O que se ganhou na acessibilidade perdeu-se na essência.

Iminente Takeover’23 — Dia 1: tudo ao molho e fé em Vhils

Texto: Paulo Pena
Fotografia: Geraldo Ferreira
Publicado a: 15/10/2023

Daqui para a frente tudo dependerá do que cada um procura, sabendo de antemão ao que vai. E não há perspectivas mais ou menos válidas consoante os diferentes interessados. Mas essa subjectividade não nos iliba de sermos frontais e honestos no papel que nos cumpre, mesmo que nesta sede ultrapassemos as fronteiras do género aqui pedido.

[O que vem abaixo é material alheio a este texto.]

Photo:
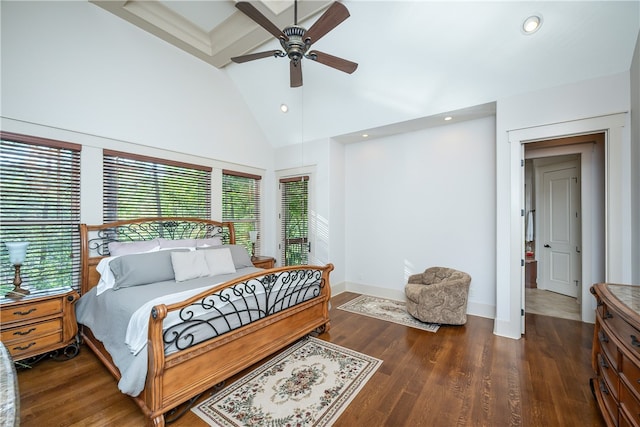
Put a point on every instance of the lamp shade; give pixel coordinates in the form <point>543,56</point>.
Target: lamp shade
<point>17,252</point>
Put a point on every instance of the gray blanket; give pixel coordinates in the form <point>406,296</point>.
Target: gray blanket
<point>108,314</point>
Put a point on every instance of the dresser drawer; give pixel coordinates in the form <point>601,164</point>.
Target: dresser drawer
<point>31,311</point>
<point>630,371</point>
<point>34,346</point>
<point>628,335</point>
<point>608,346</point>
<point>629,405</point>
<point>609,375</point>
<point>31,331</point>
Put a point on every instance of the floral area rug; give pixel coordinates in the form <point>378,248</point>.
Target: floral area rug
<point>386,309</point>
<point>309,384</point>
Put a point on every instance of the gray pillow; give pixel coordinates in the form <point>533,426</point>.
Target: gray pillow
<point>142,269</point>
<point>239,253</point>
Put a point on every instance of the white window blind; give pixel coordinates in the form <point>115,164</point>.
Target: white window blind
<point>40,204</point>
<point>294,220</point>
<point>241,205</point>
<point>140,186</point>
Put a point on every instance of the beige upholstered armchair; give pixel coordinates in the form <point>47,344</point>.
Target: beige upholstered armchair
<point>439,295</point>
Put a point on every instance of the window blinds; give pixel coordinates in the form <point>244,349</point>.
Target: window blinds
<point>294,220</point>
<point>140,186</point>
<point>241,205</point>
<point>40,193</point>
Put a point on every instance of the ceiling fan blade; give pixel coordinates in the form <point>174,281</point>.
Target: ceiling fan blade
<point>296,73</point>
<point>333,61</point>
<point>253,13</point>
<point>333,16</point>
<point>252,56</point>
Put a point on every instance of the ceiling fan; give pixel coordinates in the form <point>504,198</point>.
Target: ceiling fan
<point>296,40</point>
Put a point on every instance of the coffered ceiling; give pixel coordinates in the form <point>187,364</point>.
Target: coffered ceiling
<point>214,31</point>
<point>419,60</point>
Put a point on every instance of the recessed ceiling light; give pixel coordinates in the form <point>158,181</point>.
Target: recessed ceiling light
<point>532,24</point>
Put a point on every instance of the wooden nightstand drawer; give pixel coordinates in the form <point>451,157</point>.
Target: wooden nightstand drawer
<point>629,405</point>
<point>31,347</point>
<point>39,323</point>
<point>609,375</point>
<point>31,331</point>
<point>31,310</point>
<point>630,371</point>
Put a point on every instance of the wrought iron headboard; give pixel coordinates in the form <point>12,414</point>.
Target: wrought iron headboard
<point>95,239</point>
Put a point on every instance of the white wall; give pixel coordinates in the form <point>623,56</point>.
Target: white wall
<point>581,107</point>
<point>422,199</point>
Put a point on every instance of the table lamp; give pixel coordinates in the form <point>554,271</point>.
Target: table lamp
<point>17,254</point>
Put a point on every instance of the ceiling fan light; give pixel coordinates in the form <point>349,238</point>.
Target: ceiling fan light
<point>532,24</point>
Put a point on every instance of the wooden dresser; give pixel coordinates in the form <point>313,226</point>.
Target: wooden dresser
<point>616,353</point>
<point>39,323</point>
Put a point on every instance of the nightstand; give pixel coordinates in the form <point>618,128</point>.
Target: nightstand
<point>263,261</point>
<point>39,323</point>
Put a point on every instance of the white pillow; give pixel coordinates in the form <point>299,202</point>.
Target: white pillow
<point>107,279</point>
<point>219,261</point>
<point>189,265</point>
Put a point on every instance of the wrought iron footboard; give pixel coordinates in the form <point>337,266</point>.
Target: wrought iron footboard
<point>173,229</point>
<point>238,305</point>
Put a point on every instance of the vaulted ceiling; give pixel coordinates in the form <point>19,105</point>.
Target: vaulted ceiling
<point>419,61</point>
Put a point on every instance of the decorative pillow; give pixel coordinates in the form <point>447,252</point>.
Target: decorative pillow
<point>189,265</point>
<point>211,241</point>
<point>180,243</point>
<point>142,269</point>
<point>106,275</point>
<point>241,258</point>
<point>219,261</point>
<point>126,248</point>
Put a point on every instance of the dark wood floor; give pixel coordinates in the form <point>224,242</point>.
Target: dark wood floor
<point>459,376</point>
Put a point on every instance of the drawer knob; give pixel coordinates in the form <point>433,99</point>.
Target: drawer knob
<point>24,333</point>
<point>24,347</point>
<point>602,337</point>
<point>24,313</point>
<point>603,363</point>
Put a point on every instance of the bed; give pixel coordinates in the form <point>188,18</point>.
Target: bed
<point>168,339</point>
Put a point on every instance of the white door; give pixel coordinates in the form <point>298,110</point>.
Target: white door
<point>560,226</point>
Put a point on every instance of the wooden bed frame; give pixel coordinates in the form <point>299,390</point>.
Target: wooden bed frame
<point>178,377</point>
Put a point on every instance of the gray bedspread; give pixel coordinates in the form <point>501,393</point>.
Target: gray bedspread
<point>108,314</point>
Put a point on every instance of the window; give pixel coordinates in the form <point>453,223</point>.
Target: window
<point>40,204</point>
<point>241,205</point>
<point>294,220</point>
<point>139,186</point>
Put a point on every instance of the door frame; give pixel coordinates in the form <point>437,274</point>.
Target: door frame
<point>540,219</point>
<point>312,220</point>
<point>616,244</point>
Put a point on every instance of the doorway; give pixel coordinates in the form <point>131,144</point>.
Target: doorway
<point>554,201</point>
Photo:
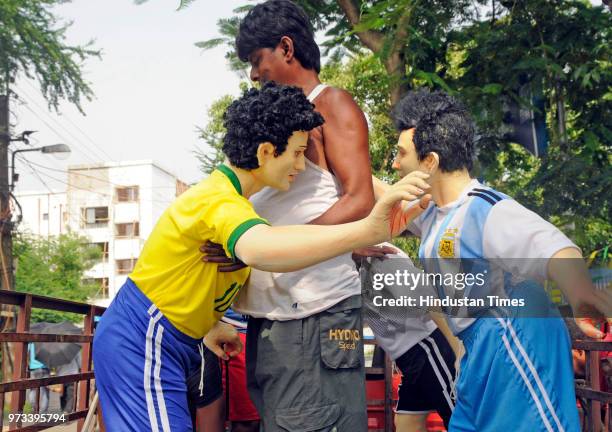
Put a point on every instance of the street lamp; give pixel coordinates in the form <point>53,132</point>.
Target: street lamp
<point>51,149</point>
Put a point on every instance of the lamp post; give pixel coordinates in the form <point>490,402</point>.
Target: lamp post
<point>55,148</point>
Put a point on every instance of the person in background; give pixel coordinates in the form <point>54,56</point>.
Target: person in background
<point>38,370</point>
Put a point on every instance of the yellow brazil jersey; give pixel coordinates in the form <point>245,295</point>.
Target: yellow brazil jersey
<point>170,272</point>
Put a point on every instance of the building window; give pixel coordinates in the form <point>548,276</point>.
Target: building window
<point>100,285</point>
<point>103,246</point>
<point>125,266</point>
<point>94,217</point>
<point>131,229</point>
<point>126,194</point>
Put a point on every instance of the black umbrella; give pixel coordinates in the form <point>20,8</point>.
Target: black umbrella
<point>54,354</point>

Ditam os segredos da reportagem que é no primeiro parágrafo, idealmente na primeira frase, que se agarra o leitor para o que há-de vir por aí abaixo. A chave está, por isso, no primeiro frame que se escolhe a partir de tudo o que merece ser reportado. Depois há opções que variam à medida do estilo pessoal de quem conta o que tem para contar: há quem faça o papel de intermediário directo entre o evento ocorrido e o leitor que não o terá presenciado, outros preferem enveredar por uma visão assumidamente pessoal da vivência da experiência. Mas o objectivo passa sempre, e fundamentalmente, por contar (e pensar sobre) o que se testemunhou.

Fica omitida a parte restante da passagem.